Quieting the Complaining Mind

Between the hours of two and four in the morning, my mind enters the Fret Zone. I worry, complain, argue and fight about the weirdest things. It is as if all the frustration from the day comes tumbling into one pile of yuckiness. And if I am awake, those thoughts try to convince me that they are right.

Do you ever have one of those worst-case-scenario daydreams? It creeps up from behind when you least expect it. Then bam! You are rattled by a catastrophic thought.

Watching the evening news only reinforces the anxiety that the world is going down the tubes.
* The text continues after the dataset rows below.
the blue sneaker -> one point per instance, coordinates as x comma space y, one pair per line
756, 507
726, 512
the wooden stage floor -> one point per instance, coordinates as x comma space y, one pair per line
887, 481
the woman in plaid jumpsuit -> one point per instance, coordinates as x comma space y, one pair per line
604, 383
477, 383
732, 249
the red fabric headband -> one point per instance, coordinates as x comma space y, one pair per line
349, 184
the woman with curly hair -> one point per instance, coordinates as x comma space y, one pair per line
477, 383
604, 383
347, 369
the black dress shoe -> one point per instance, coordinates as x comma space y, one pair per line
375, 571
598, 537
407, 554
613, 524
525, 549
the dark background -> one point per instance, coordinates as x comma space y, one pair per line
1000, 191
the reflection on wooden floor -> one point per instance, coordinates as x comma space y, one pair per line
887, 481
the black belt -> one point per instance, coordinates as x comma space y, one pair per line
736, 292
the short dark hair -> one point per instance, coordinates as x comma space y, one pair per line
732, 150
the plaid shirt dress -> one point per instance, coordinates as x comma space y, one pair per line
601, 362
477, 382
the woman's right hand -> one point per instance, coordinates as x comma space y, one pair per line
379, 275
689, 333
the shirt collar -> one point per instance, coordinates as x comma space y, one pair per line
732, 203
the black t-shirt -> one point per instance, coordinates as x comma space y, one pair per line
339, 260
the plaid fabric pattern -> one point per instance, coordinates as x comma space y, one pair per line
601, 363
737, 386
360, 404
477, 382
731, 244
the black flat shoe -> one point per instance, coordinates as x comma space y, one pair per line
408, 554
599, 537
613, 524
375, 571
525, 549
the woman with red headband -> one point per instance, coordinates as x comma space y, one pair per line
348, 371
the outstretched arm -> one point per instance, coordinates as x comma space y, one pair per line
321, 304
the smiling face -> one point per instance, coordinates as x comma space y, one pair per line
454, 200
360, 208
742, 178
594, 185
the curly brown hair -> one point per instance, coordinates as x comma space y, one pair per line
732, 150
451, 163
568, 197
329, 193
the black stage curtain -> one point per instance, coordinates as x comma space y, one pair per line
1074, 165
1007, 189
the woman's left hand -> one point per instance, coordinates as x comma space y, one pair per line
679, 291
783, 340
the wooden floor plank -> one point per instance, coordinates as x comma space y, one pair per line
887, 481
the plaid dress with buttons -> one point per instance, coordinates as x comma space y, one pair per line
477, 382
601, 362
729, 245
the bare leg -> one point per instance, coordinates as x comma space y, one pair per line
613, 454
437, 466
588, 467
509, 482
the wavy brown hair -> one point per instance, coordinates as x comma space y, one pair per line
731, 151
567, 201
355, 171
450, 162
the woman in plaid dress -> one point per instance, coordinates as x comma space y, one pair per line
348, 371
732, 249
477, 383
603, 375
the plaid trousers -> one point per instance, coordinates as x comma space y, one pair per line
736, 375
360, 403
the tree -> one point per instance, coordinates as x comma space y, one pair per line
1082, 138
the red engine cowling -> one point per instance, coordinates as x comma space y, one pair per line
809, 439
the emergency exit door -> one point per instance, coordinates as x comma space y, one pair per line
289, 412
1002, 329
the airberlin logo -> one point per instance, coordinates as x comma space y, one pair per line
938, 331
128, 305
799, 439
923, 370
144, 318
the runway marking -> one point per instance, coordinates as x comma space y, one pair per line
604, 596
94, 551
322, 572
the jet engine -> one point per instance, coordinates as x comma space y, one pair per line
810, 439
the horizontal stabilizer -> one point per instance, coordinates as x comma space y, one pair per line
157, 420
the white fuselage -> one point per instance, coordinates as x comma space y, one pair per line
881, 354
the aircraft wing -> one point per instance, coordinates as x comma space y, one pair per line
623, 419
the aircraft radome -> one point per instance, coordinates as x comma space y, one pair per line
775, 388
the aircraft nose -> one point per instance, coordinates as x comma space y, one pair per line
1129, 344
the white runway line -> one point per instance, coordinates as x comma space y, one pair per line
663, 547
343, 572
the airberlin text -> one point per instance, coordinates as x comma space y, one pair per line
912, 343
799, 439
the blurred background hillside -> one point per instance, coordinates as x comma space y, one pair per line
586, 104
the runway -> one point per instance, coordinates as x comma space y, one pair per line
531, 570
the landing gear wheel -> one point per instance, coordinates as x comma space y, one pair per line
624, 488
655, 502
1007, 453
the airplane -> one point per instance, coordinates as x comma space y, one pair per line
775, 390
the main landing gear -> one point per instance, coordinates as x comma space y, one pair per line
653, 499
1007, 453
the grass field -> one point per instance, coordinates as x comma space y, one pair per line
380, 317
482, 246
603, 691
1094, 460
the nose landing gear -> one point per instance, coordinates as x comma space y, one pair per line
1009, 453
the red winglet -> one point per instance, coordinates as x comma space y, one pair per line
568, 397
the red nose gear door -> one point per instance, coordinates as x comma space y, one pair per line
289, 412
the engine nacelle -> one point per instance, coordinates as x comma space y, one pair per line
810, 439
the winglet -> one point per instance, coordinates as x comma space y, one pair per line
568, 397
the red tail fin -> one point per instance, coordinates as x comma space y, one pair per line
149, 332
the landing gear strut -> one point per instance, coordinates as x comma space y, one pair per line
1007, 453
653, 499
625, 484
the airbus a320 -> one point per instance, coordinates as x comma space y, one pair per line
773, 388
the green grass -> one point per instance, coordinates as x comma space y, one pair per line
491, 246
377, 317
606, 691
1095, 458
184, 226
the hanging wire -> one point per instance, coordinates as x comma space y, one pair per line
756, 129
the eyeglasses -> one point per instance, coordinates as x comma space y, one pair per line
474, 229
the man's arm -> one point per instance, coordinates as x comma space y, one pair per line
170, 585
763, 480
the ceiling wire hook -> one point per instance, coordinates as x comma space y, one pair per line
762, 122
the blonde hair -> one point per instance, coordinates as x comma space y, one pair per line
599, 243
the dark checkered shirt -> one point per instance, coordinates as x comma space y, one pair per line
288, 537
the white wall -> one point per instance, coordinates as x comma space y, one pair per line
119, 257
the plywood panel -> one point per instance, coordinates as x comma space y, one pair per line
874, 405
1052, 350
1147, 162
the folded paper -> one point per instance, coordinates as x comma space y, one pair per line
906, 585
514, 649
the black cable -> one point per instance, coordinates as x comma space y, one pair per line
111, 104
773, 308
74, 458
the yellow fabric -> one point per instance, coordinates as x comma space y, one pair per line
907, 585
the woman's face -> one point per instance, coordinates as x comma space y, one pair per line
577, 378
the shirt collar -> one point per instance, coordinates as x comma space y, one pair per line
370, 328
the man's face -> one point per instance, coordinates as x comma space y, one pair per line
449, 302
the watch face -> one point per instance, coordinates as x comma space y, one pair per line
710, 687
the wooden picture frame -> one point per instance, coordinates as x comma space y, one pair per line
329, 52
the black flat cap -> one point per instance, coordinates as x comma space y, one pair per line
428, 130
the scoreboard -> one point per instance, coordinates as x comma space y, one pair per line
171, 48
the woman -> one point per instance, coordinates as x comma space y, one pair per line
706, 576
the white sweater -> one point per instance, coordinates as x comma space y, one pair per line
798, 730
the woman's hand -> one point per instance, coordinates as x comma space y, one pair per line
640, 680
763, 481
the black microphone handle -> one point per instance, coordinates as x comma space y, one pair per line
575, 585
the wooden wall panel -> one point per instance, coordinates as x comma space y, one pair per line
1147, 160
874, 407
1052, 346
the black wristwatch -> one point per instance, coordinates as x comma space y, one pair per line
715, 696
I recently had to walk away from the television because every single story had a negative ending.

Clifford Nass, a professor of communication at Stanford University and co-author of the book The Man Who Lied to His Laptop: What Machines Teach Us About Human Relationships (Penguin 2010) suggests that negative and positive emotions are handled in different hemispheres of the brain. Negative emotions, he suggests, generally involve more thinking so the negative information is processed more thoroughly than positive ones. As a result, we tend to dwell on unpleasant experiences and use stronger words to depict what they felt like than happy ones.

An experiment conducted by Roy F. Baumeister, a professor of social psychology at Florida State University and co-author of a Review of General Psychology journal article “Bad Is Stronger Than Good” (2001) reveals how the same experience in reverse offers different intensities of emotion. The loss of $50, for instance, resulted in a stronger negative reaction than the happiness stemming from gaining the same amount. 

Of course it comes down to survival. Those who anticipate bad events tend to be better prepared for them. Back in the Cro-Magnon days, it was important to be a little pessimistic about the future. Your cognitive functions were necessarily on high alert so as not to slide into a false state of security. Any Mammoth hunter knows you need to get it before it gets you.

But today? Do we really need to be plagued by all those negative thoughts? In our relatively safe environment (and I speak only for myself – I am aware that someone in Syria certainly may not feel this way at present), we have a lot to be thankful for.

Therein lies the solution. I have found there is no room in my brain for the complaining mind to voice its opinion when I am feeling grateful. A state of gratitude is easily come by. All you need is to look at what you have, say a prayer of thanks and recognize the abundance around you.

Elizabeth Gilbert, author of Eat, Pray, Love, recently said in an interview that she has long practiced daily gratitude by writing down the best thing that happened to her that day and dropping it in her so-called “Joy Jar”. Whenever she’s feeling blue, she picks out one of the pieces of paper and reminds herself that good things do come her way (I mean, Julia Roberts played her in the movie version of her book. I’d ride on that one for a couple of months, wouldn’t you?).

So the next time you’re up at 3 a.m. wondering why the world can be so mean, remember the good things. Think about them hard. Revisit your jar of joy – in whatever form it takes — and remind yourself that Universal Goodness does indeed exist.

How can you get your daily dose of joy? Well, my friend, as with all things – large and small — it starts with you.